PROJECT SUMMARY In the US alone, asthma affects approximately 24 million individuals, 6 million of whom are children under the age of 18, and is responsible for over 3,000 deaths annually1,2. A population of immune cells, called group 2 innate lymphoid cells (ILC2s), are integral in driving lung inflammatory diseases including asthma through production of type 2 cytokines in response to tissue `alarmin' cytokine signals. Despite these advances on ILC2 function, there is a fundamental gap in our knowledge of the intracellular pathways that control this pathologic capacity within pro-inflammatory ILC2s. In new preliminary studies, we uncovered a novel link between intracellular changes in the structural morphology of ILC2 mitochondria and the pro-inflammatory capacity within these cells that results in lung airway inflammation. We found that upon exposure to lung tissue inflammatory signals, ILC2s increased mitochondrial mass and remodeled their mitochondrial morphology network from a state of elongated `fusion' to fragmented `fission'. Furthermore, we found that inhibition of fission during a murine model of papain allergen exposure strongly curtailed ILC2 responses and altered their metabolic programming, thereby resulting in protection from severe lung inflammation. However, despite these advances, fundamental gaps in knowledge remain about 1) how remodeling of mitochondrial network morphology affects ILC2-intrinsic airway inflammation and 2) the identification of the metabolic mechanisms by which mitochondrial dynamics control ILC2 pro-inflammatory function. Here I propose two Aims consisting of cutting-edge techniques in cellular metabolism and immunobiology to dissect the role of mitochondrial morphology dynamics in controlling ILC2 metabolic programming and pathological function during murine and human allergic airway inflammation.
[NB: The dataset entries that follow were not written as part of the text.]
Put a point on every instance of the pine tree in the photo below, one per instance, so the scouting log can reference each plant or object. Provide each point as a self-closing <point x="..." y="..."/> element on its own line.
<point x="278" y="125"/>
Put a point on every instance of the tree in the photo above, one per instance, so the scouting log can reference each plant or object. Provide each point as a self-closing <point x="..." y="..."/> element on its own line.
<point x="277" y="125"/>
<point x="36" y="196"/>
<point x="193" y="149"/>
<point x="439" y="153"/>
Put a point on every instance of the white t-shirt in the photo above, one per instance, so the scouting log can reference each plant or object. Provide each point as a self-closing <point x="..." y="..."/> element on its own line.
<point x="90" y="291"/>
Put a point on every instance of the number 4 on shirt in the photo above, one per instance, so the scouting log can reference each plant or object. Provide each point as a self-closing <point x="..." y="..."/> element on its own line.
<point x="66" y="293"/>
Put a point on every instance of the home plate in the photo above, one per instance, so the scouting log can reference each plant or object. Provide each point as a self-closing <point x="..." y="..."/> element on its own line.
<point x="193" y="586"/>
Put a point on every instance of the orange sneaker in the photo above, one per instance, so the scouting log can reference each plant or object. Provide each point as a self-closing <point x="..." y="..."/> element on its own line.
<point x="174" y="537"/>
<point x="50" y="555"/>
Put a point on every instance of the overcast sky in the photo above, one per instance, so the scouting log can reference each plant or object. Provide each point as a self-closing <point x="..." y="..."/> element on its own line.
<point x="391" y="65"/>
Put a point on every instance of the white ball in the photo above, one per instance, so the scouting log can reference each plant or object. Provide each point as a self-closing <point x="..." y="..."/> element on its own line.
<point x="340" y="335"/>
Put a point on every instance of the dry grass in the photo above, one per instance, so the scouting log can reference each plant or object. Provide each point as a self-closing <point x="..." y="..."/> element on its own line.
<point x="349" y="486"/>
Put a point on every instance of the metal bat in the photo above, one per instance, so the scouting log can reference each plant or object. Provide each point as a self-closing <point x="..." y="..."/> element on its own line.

项目概要 仅在美国，哮喘就影响了大约 2400 万人，其中 600 万人是 20 岁以下的儿童 18 岁，每年造成 3,000 多人死亡1,2。一群免疫细胞，称为第 2 组 先天性淋巴细胞 (ILC2) 是通过 响应组织“警报”细胞因子信号产生 2 型细胞因子。尽管 ILC2 取得了这些进展 功能，我们对控制这种病理的细胞内途径的了解存在根本差距 促炎 ILC2 内的能力。在新的初步研究中，我们发现了两者之间的新联系 ILC2线粒体结构形态和促炎能力的细胞内变化 这些细胞内会导致肺部气道炎症。我们发现，当暴露于肺组织时 炎症信号，ILC2 增加线粒体质量并重塑线粒体形态 网络从拉长的“融合”状态转变为支离破碎的“裂变”状态。此外，我们发现抑制 在木瓜蛋白酶过敏原暴露的小鼠模型中，裂变强烈抑制了 ILC2 反应并改变了它们的反应 代谢编程，从而防止严重的肺部炎症。然而，尽管有这些 尽管取得了进展，但关于 1）如何重塑线粒体网络的知识仍然存在根本差距 形态学影响 ILC2 固有气道炎症，2) 代谢机制的鉴定 其中线粒体动力学控制 ILC2 促炎功能。在这里我提出两个目标，包括 细胞代谢和免疫生物学的尖端技术来剖析线粒体的作用 形态动力学在小鼠和小鼠期间控制 ILC2 代谢编程和病理功能 人类过敏性气道炎症。